The aspect of the Cerebras narrative with the biggest strategic ramifications is the OpenAI partnership. Outside of the typical Nvidia partnerships that rule the larger industry, the rumored $20 billion, three-year agreement with OpenAI is among the biggest AI infrastructure commitments made by a single customer to a single supplier. No early-stage AI chip business has ever had revenue visibility as Cerebras does because to the OpenAI promise. The partnership offers OpenAI a significant diversification away from the Nvidia-dominated supply chain, which has been the company’s sole viable option for training infrastructure for a number of years. By all standards, the partnership is the best proof that Cerebras has established itself as a reliable alternative compute provider rather than only a curiosity at the research stage.

The hyperscalers and big cloud providers continue to support the larger AI infrastructure investment case with real, consistent capital expenditures. Through 2026, Microsoft, Google, Amazon, and Meta have all maintained or raised their intentions to invest in AI infrastructure, with a total of hundreds of billions of dollars in capital expenditures. The multibillion-dollar OpenAI-backed AI infrastructure buildout known as the Stargate project, which was unveiled earlier this year, has created an additional layer of demand that is only now starting to materialize into orders for particular chips and data centers. The demand for AI compute hardware will sustain robust revenue growth throughout the market’s infrastructure layer as long as that capital flow persists. Businesses who secure a significant portion of that demand—possibly including Cerebras—will gain a great deal.
But compared to a year ago, the bear situation has been receiving more attention. According to a number of eminent studies, the efficiency of AI models is increasing more quickly than the headline computing demand forecasts had predicted. The advances made by Chinese DeepSeek earlier this year showed that competitive AI capacity could be attained with a lot less computing than what American hyperscalers had been using.

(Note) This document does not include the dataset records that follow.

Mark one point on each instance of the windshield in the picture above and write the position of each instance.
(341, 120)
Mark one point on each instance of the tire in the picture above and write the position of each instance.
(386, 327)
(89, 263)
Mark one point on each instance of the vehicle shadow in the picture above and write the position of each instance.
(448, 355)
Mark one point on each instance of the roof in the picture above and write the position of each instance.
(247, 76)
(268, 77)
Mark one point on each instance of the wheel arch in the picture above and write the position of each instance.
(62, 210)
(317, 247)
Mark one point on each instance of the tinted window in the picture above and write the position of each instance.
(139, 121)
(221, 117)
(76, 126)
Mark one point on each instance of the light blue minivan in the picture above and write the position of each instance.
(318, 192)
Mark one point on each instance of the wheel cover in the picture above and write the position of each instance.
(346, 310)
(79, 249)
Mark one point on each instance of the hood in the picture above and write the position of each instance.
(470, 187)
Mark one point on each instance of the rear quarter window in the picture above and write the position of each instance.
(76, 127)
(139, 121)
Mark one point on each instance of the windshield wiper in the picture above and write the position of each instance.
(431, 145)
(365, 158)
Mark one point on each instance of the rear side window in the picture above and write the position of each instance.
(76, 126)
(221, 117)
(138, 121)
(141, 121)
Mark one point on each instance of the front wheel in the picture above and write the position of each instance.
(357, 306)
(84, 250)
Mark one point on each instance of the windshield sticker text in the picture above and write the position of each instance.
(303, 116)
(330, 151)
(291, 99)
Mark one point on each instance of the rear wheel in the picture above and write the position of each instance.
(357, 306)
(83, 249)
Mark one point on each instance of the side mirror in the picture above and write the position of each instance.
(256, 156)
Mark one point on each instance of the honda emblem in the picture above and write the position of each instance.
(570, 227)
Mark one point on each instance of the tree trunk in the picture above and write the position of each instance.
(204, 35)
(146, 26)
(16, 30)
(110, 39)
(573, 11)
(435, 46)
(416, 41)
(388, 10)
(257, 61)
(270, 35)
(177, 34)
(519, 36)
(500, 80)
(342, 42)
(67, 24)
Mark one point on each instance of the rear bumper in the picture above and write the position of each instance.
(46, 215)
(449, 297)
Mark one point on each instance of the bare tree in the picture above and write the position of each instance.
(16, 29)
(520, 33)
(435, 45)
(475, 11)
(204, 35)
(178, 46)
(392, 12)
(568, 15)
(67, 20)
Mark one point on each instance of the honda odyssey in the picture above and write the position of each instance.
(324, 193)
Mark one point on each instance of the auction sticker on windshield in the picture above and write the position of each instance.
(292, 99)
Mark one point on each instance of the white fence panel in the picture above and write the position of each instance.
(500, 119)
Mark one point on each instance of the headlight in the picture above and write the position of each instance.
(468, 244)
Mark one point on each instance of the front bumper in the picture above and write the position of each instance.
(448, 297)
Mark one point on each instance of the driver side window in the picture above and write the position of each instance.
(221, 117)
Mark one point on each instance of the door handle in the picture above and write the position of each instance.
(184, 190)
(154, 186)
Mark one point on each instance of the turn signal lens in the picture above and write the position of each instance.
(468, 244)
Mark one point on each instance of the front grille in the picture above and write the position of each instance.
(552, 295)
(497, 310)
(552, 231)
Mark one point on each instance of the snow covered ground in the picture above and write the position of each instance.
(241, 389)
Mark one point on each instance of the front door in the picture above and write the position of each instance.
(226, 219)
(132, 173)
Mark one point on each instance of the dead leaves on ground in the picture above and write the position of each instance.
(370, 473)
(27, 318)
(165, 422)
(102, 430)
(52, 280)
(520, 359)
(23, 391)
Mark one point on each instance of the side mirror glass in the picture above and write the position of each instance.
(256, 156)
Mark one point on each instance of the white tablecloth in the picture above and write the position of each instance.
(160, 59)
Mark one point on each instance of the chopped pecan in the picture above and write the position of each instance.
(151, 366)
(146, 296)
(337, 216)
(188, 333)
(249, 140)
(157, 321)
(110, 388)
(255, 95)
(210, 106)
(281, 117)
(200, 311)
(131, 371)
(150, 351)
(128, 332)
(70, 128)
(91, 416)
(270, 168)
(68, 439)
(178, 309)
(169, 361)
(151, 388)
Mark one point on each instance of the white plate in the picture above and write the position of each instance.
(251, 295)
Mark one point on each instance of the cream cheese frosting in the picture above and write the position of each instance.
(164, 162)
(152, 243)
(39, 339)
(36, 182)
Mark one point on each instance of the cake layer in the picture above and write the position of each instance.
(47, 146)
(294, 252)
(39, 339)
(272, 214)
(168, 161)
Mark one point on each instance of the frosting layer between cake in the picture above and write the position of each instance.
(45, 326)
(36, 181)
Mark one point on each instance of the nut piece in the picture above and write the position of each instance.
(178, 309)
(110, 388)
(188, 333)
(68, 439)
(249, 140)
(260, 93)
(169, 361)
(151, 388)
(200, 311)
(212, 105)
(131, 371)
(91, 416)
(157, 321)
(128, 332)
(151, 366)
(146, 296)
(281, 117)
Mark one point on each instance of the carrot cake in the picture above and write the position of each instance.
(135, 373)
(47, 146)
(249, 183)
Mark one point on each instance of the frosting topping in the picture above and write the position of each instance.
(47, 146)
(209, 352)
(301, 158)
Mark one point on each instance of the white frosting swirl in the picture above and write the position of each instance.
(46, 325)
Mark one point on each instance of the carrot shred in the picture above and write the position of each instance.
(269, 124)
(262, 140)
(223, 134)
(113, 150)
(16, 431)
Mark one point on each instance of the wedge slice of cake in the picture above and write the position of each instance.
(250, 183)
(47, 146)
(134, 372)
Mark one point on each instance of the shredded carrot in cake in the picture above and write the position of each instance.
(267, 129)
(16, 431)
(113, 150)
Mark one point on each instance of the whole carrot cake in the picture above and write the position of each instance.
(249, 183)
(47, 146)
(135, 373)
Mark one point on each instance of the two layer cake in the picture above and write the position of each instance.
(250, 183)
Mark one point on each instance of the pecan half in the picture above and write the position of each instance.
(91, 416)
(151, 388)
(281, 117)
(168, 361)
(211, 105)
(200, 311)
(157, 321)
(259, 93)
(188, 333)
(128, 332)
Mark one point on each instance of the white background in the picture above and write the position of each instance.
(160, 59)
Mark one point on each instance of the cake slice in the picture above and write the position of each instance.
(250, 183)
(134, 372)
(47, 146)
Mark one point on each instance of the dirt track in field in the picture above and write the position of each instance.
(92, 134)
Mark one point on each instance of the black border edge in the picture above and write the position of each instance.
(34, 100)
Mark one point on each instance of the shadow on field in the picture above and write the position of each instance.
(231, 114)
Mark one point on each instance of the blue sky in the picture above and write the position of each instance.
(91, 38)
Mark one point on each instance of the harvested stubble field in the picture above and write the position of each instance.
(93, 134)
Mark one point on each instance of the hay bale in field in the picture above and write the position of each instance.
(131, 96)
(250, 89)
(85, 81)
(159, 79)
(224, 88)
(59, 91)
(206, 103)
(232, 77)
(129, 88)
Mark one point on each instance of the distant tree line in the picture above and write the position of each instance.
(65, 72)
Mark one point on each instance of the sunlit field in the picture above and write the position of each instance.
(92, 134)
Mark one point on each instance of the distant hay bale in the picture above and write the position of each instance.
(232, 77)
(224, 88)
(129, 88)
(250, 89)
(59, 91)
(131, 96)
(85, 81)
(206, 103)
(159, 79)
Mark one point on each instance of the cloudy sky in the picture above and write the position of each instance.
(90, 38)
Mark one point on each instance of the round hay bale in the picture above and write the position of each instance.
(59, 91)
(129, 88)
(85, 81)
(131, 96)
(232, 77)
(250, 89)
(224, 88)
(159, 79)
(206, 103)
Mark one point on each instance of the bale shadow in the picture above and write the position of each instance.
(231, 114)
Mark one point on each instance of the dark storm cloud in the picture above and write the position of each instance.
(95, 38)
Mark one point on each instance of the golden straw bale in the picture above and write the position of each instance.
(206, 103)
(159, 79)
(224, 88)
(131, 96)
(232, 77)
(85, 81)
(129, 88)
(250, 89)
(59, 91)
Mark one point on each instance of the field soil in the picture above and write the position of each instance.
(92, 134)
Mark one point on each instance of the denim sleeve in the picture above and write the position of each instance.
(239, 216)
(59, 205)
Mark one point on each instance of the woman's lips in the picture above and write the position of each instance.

According to Stanford research on energy-efficient AI systems, as efficiency gains accumulate, the overall compute demand may eventually stabilize or even decrease. The rapid demand increase that AI infrastructure stocks have been pricing in might not fully materialize if those trends persist. In this way, institutional investors’ vote of confidence that demand will persist is represented by the Cerebras IPO. Although it has fewer well-known proponents, the opposite wager—that demand would moderate as efficiency increases—has a strong underlying case.
The practical challenge for investors considering whether to purchase Cerebras at current prices is whether the company’s unique competitive position warrants the premium. Cerebras argues that there is sufficient demand for several winners in the larger market for AI infrastructure, that the wafer-scale design gives real benefits for specific workloads, and that the OpenAI partnership delivers revenue visibility that rivals do not. The argument against it is that Nvidia’s dominant position is actually hard to challenge, that once established client connections in this market are typically persistent, and that value multiples of 25 times revenue allow very little leeway for any performance errors over the next years.